Pour finir, il faut encore signaler d’autres règles
de compétence qui ne devraient guère poser de difficultés :
-
article 4 : la juridiction devant
laquelle la procédure est pendante en vertu de l’article 3 est également
compétente pour examiner la demande reconventionnelle, dans la mesure où celle-ci
entre dans le champ d’application du règlement.
-
article 5 : la juridiction de l’Etat
membre qui a rendu une décision sur la séparation de corps est également
compétente pour convertir cette décision en divorce, si la loi de cet Etat
membre le prévoit.
-
article 20 : s’il y a urgence, il permet
aux juridictions d’un Etat membre de prendre des mesures provisoires et
conservatoires, même si en vertu du règlement, une juridiction d’un autre Etat
membre est compétente pour connaître du litige. Mais elles ne peuvent porter
que sur des personnes ou des biens présents dans cet Etat.
Le droit commun n’est lui plus que résiduel. Une
expression particulièrement imagée a été employée dans la doctrine
française : elle constitue désormais la « voiture balai » des règles
de compétence internationales en matière de désunion (P. de Vareilles-Sommières, La libre circulation des jugements rendus en
matière matrimoniale en Europe. Convention de Bruxelles II du 28 mai 1998 et
proposition de règlement du Conseil, Gaz. Pal., Gazette européenne, 17-18 déc.
1999, p. 15 et s., spéc. n°39, p. 20).
Deux articles du règlement sont particulièrement en
cause.
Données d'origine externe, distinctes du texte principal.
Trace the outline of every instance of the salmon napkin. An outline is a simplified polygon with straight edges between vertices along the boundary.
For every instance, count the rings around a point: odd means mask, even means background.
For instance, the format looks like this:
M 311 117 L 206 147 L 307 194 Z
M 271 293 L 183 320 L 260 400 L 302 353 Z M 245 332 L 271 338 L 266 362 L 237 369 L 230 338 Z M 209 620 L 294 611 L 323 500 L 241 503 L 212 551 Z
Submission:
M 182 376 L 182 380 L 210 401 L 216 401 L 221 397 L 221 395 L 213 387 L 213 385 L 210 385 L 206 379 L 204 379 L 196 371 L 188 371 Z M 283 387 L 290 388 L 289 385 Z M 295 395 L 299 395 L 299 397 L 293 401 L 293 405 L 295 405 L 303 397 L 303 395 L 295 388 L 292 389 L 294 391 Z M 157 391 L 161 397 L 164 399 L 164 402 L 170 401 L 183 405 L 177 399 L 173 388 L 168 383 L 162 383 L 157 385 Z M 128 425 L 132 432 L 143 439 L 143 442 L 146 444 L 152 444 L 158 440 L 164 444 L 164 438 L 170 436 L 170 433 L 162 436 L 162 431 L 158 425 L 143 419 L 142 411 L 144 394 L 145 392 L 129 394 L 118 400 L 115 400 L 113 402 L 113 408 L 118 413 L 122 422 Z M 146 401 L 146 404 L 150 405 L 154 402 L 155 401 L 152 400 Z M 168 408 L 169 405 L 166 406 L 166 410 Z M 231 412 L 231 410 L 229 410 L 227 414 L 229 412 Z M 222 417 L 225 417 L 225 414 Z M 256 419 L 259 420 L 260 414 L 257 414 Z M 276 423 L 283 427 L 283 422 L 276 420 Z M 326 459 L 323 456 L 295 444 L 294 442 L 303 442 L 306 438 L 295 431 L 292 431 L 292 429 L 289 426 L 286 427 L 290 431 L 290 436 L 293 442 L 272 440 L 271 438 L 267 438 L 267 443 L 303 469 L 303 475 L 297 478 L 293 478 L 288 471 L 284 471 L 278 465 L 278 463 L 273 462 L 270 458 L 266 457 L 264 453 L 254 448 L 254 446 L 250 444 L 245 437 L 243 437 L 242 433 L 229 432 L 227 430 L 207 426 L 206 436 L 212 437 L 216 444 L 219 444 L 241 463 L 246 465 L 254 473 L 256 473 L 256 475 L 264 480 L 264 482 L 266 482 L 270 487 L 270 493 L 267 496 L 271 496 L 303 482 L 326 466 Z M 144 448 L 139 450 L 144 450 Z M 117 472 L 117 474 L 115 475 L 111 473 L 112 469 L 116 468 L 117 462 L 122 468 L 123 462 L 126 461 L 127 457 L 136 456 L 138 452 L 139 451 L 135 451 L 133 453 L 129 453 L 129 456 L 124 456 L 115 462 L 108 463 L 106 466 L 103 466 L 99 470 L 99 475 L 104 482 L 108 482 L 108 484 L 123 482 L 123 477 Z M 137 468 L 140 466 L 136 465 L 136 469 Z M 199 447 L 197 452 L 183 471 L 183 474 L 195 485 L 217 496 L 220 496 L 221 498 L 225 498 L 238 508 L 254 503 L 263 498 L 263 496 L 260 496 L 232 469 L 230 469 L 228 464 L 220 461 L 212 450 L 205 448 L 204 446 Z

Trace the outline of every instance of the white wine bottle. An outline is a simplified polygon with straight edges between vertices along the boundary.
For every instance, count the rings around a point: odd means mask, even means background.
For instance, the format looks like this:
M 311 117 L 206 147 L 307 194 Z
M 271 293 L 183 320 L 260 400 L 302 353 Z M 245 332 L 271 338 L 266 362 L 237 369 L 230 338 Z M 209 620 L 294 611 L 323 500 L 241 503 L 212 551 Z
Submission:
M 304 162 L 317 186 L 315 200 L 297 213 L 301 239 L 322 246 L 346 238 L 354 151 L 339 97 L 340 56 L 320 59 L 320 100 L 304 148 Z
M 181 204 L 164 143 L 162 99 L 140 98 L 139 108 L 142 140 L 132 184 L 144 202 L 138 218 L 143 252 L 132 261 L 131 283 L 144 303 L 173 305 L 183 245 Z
Ils ne brillent pas par leur clarté et leur simplicité.
Selon l’article
7 du règlement Bruxelles II bis intitulé « Compétences résiduelles » :
« 1.
Lorsque aucune juridiction d’un Etat membre n’est compétente en vertu des
articles 3, 4 et 5, la compétence est dans chaque Etat membre réglée par la loi
de cet Etat ».
Il ne reste plus aux règles de compétence nationales
de chaque Etat membre que les hypothèses résiduelles dans lesquelles les règles
communautaires n’auront pas permis de désigner les juridictions d’un Etat
membre. La primauté des règles de compétence issues des règlements est ainsi
clairement exprimée.
Il faut également tenir compte de l’article 6 intitulé « Caractère exclusif des compétences
définies aux articles 3, 4 et 5 » et qui dispose que :
« Un
époux qui :
a)
a sa résidence habituelle sur
le territoire d’un Etat membre ;
ou
b)
est ressortissant d’un Etat
membre ne peut être attrait devant les juridictions d’un autre Etat membre
qu’en vertu des articles 3, 4 et 5 ».
Cet article prévoit donc qu’existent des
« défendeurs protégés » et que d’autres ne le sont pas.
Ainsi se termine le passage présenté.